Following a protest of more than 10,000 people outside the Dáil and the Convention Centre, a time-bound working group has been established to produce a solution by the end of next month
Government aims to produce Mica solution by the end of July

A protest by Mica-affected homeowners from Mayo and Donegal who are seeking 100% redress for the faulty concrete in their homes. Picture Colin Keegan, Collins Dublin

The Government has stopped short of committing to covering the full cost of fixing and rebuilding thousands of homes affected by Mica.

Following a protest of more than 10,000 people outside the Dáil and the Convention Centre, a timebound working group has been established to produce a solution by the end of July, it was revealed.

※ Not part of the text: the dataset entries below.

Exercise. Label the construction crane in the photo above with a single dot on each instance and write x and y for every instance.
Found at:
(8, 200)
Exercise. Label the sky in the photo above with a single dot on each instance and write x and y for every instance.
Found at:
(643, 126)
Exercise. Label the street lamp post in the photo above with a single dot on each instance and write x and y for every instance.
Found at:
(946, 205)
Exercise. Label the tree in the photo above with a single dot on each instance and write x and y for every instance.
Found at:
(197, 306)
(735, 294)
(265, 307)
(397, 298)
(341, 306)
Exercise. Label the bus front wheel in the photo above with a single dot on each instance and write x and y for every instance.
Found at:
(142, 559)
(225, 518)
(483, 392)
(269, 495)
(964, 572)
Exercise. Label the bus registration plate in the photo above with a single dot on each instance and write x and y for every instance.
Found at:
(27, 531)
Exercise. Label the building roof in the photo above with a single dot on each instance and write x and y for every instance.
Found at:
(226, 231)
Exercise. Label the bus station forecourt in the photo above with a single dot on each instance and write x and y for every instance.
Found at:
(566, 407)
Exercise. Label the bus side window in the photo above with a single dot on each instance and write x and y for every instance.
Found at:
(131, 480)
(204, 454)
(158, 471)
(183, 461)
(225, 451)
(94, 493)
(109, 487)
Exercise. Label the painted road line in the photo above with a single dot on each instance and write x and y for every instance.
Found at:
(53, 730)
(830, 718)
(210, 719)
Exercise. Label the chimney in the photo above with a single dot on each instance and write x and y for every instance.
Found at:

Deciding not to oppose a Sinn Féin motion calling for the level redress for those affected to be increased from 90% to 100%, Housing Minister Darragh O’Brien told the Dáil that the Government is committed to finding a solution.

The motion was backed from across the political spectrum and it is understood that the Government decided not to oppose the motion following representations from Agriculture Minister Charlie McConalogue, a Donegal TD.

Mr O’Brien said that following a discussion with the Mica Action Group, it has been agreed to set up a time-bound working group. 

“We will work through the specific issues that have been highlighted with the deadline of July 31,” he said.

“We all know that there is a very significant cost to the exchequer. And that is just a fact. I believe changes are needed to the scheme will have the effect of increasing that cost, and we do need to try to quantify that."

Mayo Fianna Fáil TD and former Minister Dara Calleary urged the Government to move to 100% redress, calling on the minister to stand with the people affected. 

Mr McConalogue has also broken ranks with his Cabinet colleagues in also calling for 100% redress cover to be provided.

Mr Calleary said the demand for 100% “has to be delivered”.

He said the original scheme when set up in 2019 was a good scheme but the lack of involvement of local authorities and homeowners undermined it.

Sinn Féin president Mary Lou McDonald repeatedly called on Taoiseach Micheál Martin to state whether the Government would foot the entire bill to repair houses in Donegal, Mayo, and Clare that have been built with defective blocks, containing Mica or Pyrite.

"This scandal is a result of the light-touch regulation and the reckless practices of the Celtic Tiger years," she said.

"This is not the fault of the families concerned. It is the fault of those who were supposed to have their backs, who were supposed to be looking out for them. 

"These families have been failed by the system, and have been failed by the State."